A total of 6 × 10 6 cells cultured for 6 days in six-well plates (Nunc) at a density of 1 × 10 6 cells/well were washed with ice-cold PBS and lysed by addition of 200 μl/well of RIPA buffer (10 mM Tris-HCl, pH 8.0, 1% Triton X-100, 140 mM NaCl) containing protease inhibitors. Cells were scraped on ice, and the resulting suspension was incubated for 30 min at 4°C with mixing. After centrifugation (15,000 rpm, 15 min, 4°C), aliquots of the supernatant were added to 400-μl aliquots of a 50% slurry of glutathione Sepharose beads, previously incubated for 1 h with 100 μg of GST-fusion proteins. Beads were incubated with lysate for 2 h at 4°C, washed two times with 1 ml of washing buffer (10 mM Tris/HCl, pH 7.5, 0.1% Triton X-100, 10% glycerol), and finally with 1 ml of washing buffer for 15 min at 4°C with mixing. Beads were pelleted, 100 μl of SDS-sample buffer was added, and an aliquot was run on a 12.5% SDS gel. Binding of proteins was tested by Western blot using the above-mentioned specific Abs. No binding of actin, Arp2/3 p34-Arc, or p41-Arc was detected when GST alone was bound to beads.

Results and Discussion

WASp has been shown to be an important regulator of podosome maintenance and organization (17). Additionally, WASp and WASp-like proteins can induce de novo actin nucleation and actin polymerization by binding to and activation of the Arp2/3 complex (20, 21, 22). Therefore, we reasoned that one if not the major mode of WASp-controlled podosome regulation is exerted via the Arp2/3 complex and that, in turn, a defective organization of the Arp2/3 complex may contribute to the phenotype of WAS macrophages.

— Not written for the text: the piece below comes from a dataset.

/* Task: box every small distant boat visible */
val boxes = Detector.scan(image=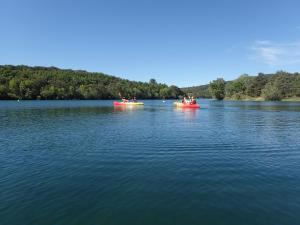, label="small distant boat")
[174,102,200,109]
[114,102,144,106]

To test this hypothesis, we first performed immunofluorescence stainings of primary macrophages from healthy donors using Abs against p41-Arc and p34-Arc, two subunits of the Arp2/3 complex (23). Evidenced by costaining with actin and WASp, p41-Arc and p34-Arc specifically localized to the core of podosomes (Fig. 1). This suggests that the complete Arp2/3 complex is present in podosomes of human macrophages (see also Materials and Methods). Interestingly, another region of quiescent macrophages rich in actin filaments, the subcortical actin ring, is seemingly void of the Arp2/3 complex (Fig. 1C). Instead, in quiescent macrophages the Arp2/3 complex is also present in the cytoplasm-rich but F-actin-poor region around the nucleus (see also Fig. 2, C and D).

FIGURE 1.
FIGURE 1.

Localization of actin, WASp, and p41-Arc in podosomes of primary human macrophages. Confocal laser scanning micrographs of ventral parts of cells, showing actin staining (A), WASp staining (D), p41-Arc staining (B and E), and overlays of A and B (C) and of D and E (F). Yellow color indicates colocalization. White bar indicates 10 μm.

FIGURE 2.
FIGURE 2.

Podosomal localization of p41-Arc is absent in WAS macrophages and can be disrupted by microinjection of V12CDC42Hs or WASp VC domain in macrophages from healthy donors. Immunofluorescence micrographs of primary human macrophages, all cells stained against p41-Arc. A and B, Macrophages from WAS patients 1 (A) and 2 (B). C, Cell injected with V12CDC42Hs. D, Cell injected with WASp VC domain. Injected cells are indicated by star symbol. White bar indicates 10 μm.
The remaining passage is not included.